1. Pause before you act.
Anytime you feel the urge to eat out of boredom, irritation, sadness, or stress, pause — literally give yourself a 10-minute delay, during which you simply resolve to slow down, take some deep breaths, and sit with how you feel. There is no way you can move past those surface feelings of stress and into the real source of your feelings if you don’t slow down and give yourself a chance to move deeper. Now, you may still not get to the source, but even if you don’t you’ve still given yourself a chance to identify one simple fact: The source of the stress is deeper, and so that bag of potato chips isn’t going to solve it. Just having the awareness to recognize this in the moment can help you make a better choice.
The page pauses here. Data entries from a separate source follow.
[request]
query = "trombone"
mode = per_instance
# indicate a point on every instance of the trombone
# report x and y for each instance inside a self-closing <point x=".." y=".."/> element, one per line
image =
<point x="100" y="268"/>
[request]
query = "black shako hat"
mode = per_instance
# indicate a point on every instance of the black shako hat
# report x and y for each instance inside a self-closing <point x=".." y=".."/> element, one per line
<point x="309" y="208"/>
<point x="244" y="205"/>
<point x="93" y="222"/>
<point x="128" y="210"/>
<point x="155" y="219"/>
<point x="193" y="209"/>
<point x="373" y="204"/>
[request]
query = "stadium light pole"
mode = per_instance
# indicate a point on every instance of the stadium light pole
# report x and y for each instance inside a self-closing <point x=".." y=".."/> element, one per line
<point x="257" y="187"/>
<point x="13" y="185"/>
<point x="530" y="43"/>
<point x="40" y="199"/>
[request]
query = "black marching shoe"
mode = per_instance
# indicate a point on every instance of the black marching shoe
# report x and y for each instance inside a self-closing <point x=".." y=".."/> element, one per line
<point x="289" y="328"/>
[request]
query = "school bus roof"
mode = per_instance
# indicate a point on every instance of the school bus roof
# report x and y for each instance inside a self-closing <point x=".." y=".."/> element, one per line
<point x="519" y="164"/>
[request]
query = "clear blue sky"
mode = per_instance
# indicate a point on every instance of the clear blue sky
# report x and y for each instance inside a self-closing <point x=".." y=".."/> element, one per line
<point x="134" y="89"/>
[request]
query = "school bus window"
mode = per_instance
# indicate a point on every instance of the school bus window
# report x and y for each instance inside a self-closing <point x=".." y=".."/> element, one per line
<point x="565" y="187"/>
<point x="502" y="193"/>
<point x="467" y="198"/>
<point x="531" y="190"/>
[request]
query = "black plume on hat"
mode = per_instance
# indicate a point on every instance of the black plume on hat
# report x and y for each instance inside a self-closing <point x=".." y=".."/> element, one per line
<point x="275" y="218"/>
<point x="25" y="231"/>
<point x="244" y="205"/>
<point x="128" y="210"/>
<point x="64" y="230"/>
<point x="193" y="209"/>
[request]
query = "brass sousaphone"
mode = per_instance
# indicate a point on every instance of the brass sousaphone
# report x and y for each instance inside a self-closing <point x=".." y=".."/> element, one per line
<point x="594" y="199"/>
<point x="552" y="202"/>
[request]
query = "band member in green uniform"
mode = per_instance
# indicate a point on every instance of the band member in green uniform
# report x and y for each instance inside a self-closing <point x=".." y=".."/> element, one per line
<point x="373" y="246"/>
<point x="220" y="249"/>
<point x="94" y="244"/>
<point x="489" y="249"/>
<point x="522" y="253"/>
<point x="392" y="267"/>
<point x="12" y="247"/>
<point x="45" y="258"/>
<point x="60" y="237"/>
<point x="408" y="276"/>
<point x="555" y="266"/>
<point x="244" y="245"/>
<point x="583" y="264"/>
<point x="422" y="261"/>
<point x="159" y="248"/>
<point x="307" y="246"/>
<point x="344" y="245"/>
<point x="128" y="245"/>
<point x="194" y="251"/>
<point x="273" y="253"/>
2. Be fearless, and be kind to yourself.
Looking into deeper feelings takes guts. There’s a reason we do things like emotional eating to avoid facing them. Often those deeper feelings are tied to our sense of identity, our sense of our place in the world. Reexamining them can feel like we’re uprooting ourselves and can leave us feeling untethered and vulnerable. You might need to work with a therapist, and that’s OK. You might only be able to dig a little ways down at a time, and that’s OK, too. You don’t have to rush the process, but you can’t afford to simply ignore it, either. Be firm with yourself in facing the real issues, but be patient as you do it.